Australia had various ways to complement it thanks to influential stallions reaching back into the No. 7 family. One was Bletchingly (Biscay) and another Lunchtime (Silly Season). Both are represented in the plethora of Redoute’s Choice (Danehill) mares around, but also, while Lunchtime only sired three Group 1 winners in Australia, the best of them was Snippets, the sire of … Scandinavia.
And thus the three names that most likely work to combine behind Semillion’s ability are Danzig (1977), Sharpen Up (1969) and Lunchtime (1970). All three trace back to – their most “recent” common denominator – that mare foaled in 1771, Pyrrha.
Likewise, Bel Esprit, Sistonic’s sire, also has a trail back into family No. 7, though Sistonic will have drawn more DNA from her granddam Scandinavia.
What else has emerged is that from Shalaa’s five black type horses in Australia – two stakes-winners and three stakes-placed – three have Lunchtime in their dam’s side. Among the 16 Shalaa’s products carrying a line of Lunchtime, that’s a 12.5 per cent black type ratio.

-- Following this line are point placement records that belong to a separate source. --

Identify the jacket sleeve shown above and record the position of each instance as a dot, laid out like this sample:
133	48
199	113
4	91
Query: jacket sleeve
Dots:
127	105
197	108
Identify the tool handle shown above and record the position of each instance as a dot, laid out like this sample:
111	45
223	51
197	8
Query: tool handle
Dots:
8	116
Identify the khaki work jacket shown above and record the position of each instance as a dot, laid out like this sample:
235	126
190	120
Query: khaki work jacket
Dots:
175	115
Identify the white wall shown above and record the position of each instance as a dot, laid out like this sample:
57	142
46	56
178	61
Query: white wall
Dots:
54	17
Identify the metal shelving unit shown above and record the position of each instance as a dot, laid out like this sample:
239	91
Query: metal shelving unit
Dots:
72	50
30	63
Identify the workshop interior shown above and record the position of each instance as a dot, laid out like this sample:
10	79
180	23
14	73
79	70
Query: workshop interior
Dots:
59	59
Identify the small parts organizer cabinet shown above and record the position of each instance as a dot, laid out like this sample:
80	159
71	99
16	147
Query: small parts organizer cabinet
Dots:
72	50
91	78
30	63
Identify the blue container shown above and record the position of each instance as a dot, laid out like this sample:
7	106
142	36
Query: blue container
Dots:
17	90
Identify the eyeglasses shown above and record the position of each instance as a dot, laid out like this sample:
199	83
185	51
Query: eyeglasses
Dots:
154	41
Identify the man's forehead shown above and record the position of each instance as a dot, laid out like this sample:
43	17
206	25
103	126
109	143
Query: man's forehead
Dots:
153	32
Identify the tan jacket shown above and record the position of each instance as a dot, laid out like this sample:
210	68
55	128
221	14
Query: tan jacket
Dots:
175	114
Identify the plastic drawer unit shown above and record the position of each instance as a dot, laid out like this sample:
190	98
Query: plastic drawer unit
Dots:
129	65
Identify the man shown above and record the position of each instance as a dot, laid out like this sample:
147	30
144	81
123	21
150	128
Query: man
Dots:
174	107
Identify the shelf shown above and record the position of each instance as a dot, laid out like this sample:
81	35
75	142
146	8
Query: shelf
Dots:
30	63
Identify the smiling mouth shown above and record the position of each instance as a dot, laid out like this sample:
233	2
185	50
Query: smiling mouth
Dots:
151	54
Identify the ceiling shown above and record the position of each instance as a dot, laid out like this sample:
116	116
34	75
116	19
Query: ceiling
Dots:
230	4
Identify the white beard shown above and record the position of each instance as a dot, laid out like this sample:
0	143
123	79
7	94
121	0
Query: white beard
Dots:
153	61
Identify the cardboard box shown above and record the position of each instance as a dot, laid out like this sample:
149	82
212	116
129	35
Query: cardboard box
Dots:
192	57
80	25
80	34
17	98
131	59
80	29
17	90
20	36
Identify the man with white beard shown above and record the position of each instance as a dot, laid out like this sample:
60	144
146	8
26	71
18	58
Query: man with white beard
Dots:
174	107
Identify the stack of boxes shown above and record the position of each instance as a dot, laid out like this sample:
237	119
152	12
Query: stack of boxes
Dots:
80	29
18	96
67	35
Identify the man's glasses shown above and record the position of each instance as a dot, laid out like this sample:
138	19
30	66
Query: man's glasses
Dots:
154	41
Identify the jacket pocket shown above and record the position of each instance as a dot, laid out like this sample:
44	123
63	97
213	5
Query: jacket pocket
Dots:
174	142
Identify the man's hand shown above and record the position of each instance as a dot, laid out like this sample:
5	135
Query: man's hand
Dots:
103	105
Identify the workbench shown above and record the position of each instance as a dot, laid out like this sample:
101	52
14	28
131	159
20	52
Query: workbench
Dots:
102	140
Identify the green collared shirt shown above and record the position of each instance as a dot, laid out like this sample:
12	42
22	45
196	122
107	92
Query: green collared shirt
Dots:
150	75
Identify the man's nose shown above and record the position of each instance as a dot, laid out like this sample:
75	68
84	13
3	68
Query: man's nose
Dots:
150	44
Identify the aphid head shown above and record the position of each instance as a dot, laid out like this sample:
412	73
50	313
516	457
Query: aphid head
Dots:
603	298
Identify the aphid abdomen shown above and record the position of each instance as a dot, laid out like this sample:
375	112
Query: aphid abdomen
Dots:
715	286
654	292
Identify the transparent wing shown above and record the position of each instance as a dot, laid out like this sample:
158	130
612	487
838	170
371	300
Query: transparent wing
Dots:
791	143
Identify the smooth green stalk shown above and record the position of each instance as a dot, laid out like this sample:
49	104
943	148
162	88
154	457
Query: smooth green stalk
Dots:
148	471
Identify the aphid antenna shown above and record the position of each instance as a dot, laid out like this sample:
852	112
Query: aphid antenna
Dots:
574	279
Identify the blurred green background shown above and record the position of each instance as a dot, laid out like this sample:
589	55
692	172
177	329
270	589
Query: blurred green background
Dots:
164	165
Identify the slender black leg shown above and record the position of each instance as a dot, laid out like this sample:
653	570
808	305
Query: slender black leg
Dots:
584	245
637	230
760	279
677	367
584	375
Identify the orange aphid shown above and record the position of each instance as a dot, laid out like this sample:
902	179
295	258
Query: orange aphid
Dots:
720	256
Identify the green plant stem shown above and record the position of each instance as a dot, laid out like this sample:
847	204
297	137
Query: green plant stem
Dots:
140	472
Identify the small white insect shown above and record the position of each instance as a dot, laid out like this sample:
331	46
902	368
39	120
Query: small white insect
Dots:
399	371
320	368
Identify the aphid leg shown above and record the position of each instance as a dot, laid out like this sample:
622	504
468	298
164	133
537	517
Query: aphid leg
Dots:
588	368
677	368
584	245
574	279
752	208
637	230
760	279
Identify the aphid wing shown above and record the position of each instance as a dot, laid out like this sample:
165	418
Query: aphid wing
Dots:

Lowe had only ranked this tail female line seventh when he devised his system in the late 19th century. That wasn’t too bad, since there were 43 families listed. But later, he named nine families he considered essential to breeding a good’un, and No. 7 wasn’t amongst them.
Still, things can change. Jenkins reports the 7 line has grown stronger in the past century. And, while some auction houses no longer bother mentioning Lowe system families, it remains a key tool for some veterans who like to delve back many generations to find their pots of gold.
Semillion could be the latest bit of proof of its lingering value.